“I reckon I won’t do that, Dad,” she said, laughing at him fondly.

“I don’t know. I reckon you’ve had too much responsibility on those shoulders of yours. You left school too young, too. That’s what these other girls say. Why, that Boston girl is going to school now!

“But, shucks! she wouldn’t know enough to hurt her if she attended school from now till the end of time!”

Frances laughed again. “That is pretty harsh, father. Now, I think I have had quite schooling enough to get along. I don’t need the higher branches of education to help you run this ranch. Do I?”

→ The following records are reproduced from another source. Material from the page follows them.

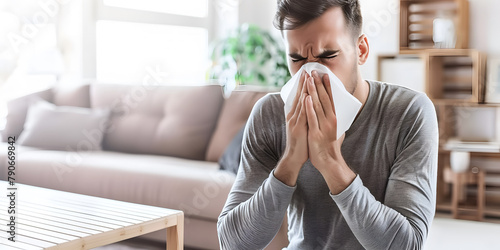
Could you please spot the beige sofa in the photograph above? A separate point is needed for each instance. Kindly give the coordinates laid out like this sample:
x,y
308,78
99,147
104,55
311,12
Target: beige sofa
x,y
154,145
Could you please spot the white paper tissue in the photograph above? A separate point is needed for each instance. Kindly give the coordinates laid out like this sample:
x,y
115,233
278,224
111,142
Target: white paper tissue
x,y
346,105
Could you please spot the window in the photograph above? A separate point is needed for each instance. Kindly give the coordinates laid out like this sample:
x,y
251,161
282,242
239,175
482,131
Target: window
x,y
132,36
196,8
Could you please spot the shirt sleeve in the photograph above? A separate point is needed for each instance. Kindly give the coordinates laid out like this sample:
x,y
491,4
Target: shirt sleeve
x,y
402,221
257,202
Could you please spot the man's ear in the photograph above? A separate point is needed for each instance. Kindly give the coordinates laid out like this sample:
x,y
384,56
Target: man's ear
x,y
363,49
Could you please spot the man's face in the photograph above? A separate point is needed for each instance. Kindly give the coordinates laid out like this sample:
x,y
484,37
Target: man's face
x,y
326,40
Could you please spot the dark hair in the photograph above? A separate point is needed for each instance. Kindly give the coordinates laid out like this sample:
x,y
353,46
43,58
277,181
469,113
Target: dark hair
x,y
292,14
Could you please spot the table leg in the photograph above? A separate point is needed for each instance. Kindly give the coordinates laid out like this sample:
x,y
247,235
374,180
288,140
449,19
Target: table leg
x,y
175,235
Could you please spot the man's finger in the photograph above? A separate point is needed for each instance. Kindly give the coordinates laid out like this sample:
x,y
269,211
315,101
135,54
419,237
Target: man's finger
x,y
301,112
325,93
297,94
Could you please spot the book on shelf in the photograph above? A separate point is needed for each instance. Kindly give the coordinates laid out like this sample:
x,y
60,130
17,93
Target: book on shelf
x,y
472,146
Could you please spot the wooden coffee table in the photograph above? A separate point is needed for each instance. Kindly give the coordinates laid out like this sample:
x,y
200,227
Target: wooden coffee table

“By mighty!” exploded the Captain. “I don’t know whether I have been doing right by you or not. I’ve been talking to Mrs. Bill Edwards about it. I loved you so, Frances, that I hated to have you out of my sight. But—”

“Now, now!” cried the girl. “Let’s have no more of that. You and I have only each other, and I couldn’t bear to be away from you long enough to go to a boarding school.”

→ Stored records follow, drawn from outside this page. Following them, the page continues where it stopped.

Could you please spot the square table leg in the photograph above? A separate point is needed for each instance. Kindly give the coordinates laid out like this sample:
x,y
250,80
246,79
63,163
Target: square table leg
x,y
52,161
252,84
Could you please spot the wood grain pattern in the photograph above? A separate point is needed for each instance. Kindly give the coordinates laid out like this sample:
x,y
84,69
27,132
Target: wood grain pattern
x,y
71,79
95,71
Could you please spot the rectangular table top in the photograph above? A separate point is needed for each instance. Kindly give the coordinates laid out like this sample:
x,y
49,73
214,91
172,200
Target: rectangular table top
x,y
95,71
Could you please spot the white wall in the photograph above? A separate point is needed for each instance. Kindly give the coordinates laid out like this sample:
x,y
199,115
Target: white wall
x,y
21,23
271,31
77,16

“Yes–I know,” went on Captain Rugley. “But there are ways of getting around that. We’ll see.”

One thing he was determined on was Captain Dan Rugley. He proposed to have “some doings” at the ranch-house before Pratt was well enough to be discharged from “St. Frances’ Hospital,” as he called the hacienda.

The old ranchman worked up the idea with Mrs. Edwards before Frances knew anything about it.

“They call it a ‘dinner dance,’” he confided to Frances at length, when the main plan was already made. “At least that’s what Mrs. Edwards says.”